Si les actionnaires en sont d’accord, le fonds qatari aura deux représentants au conseil d’administration et le prince Al Walid en aura un.
« saisir sa chance »
« Depuis 2008, AccorHotels a deux actionnaires de référence qui sont Colony et Eurazeo, ces derniers ont vocation à sortir un jour.

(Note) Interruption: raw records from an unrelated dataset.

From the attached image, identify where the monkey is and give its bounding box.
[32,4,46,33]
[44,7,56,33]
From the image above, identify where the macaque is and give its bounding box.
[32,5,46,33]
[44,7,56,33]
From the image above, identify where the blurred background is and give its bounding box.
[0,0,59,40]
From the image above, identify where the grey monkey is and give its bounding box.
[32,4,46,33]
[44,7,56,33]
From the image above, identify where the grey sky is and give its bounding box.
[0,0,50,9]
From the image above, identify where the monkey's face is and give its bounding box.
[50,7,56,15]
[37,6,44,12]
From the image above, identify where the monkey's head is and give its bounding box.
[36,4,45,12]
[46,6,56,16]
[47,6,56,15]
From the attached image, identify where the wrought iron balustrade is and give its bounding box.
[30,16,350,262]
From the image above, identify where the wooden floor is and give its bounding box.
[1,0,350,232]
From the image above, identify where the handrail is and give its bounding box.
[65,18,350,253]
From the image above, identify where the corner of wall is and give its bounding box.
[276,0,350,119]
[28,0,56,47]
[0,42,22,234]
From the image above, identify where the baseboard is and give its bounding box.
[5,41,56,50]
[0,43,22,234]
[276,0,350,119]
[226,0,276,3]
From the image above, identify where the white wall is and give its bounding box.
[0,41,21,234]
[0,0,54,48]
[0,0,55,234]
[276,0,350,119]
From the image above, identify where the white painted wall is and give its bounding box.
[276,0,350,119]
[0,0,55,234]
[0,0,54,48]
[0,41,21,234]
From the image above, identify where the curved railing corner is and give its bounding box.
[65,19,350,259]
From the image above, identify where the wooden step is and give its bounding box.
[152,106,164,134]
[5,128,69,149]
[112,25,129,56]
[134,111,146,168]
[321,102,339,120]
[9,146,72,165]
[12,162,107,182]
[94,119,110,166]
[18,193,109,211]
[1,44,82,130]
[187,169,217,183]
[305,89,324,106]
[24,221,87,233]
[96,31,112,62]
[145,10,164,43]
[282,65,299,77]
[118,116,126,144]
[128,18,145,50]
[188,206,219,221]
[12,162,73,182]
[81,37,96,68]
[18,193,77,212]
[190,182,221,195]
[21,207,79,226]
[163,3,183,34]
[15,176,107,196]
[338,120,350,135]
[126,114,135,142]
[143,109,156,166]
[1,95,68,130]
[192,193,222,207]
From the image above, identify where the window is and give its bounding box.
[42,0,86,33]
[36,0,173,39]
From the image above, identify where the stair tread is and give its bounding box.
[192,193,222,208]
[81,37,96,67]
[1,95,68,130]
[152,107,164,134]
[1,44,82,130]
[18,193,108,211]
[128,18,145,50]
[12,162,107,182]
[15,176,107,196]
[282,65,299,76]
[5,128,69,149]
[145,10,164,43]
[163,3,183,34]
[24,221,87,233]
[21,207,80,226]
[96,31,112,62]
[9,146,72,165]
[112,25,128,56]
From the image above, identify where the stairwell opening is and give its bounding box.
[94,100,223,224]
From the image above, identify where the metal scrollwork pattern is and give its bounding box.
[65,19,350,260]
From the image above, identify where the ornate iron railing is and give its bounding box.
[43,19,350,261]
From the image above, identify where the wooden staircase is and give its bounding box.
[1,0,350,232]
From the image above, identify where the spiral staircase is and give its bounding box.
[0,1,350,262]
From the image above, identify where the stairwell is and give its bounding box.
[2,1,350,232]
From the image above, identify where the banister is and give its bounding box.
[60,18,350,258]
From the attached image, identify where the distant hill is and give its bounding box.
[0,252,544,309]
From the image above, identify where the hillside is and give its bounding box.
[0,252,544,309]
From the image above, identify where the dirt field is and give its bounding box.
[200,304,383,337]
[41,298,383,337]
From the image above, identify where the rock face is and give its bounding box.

De voir le Qatar et le prince Al Walid rentrer dans le capital d’AccorHotels n’est pas forcément une mauvaise chose dans la mesure où ils connaissent bien l’hôtellerie, ont déjà des portefeuilles hôteliers en propre et ont du temps devant eux, ils ne sont pas pressés de sortir », analyse pour l’AFP André Juillard, analyste chez Kepler Cheuvreux.
AccorHotels, jusqu’ici leader mondial sur le segment économique et moyen de gamme avec ses marques phares Ibis, Novotel et Mercure, affiche clairement sa volonté de devenir « leader mondial incontestable dans le segment du luxe » avec trois nouvelles marques emblématiques dans son portefeuille.
Il compte désormais 500 hôtels de luxe et « bientôt 650 », a affirmé mercredi soir Sébastien Bazin lors d’un point presse téléphonique. « On sait avec certitude que nous serons parmi les trois acteurs mondiaux dans le secteur du luxe, derrière Starwood notamment », a martelé le PDG du groupe français.
Pour Georges Panayotis, président du cabinet MKG, être présent dans le haut de gamme est « une nécessité pour être capable d’exister au niveau mondial.AccorHotels avait un pied solide sur l’économique et le moyen de gamme, là, M. Bazin lui donne un pied solide sur le haut de gamme », ajoute-t-il.
Selon lui, le groupe français a enfin « saisi sa chance après avoir raté plusieurs opportunités d’acquisitions majeures telles que Hilton ou Méridien » et « il ne fallait pas la rater ». Le rachat de FRHI constitue également l’opportunité de se repositionner aux Etats-Unis, marché duquel Accor s’était retiré en 2012, après la cession de Motel6.
Pour M. Bazin, les Etats-Unis représentent le premier marché émetteur au monde pour le tourisme international ».
« Le marché américain est le marché le plus mature au monde et quand vous rentrez sur ce marché par le segment le plus bas, vous êtes à la merci de tous les autres acteurs et de leur politique de pricing: si un acteur décide de baisser ses prix aux Etats-Unis, les autres sont obligés de suivre et si vous n’êtes que sur le segment économique, vous êtes pressurisés alors qu’en étant sur le haut de gamme, bien que plus cyclique, les marges de manœuvre sont plus larges », dit M. Juillard.
Autre atout de ce rachat, plus symbolique, l’acquisition du palace parisien le Royal Monceau – Raffles, qui permet au français de se positionner sur le secteur des palaces parisiens, ce qui lui manquait cruellement.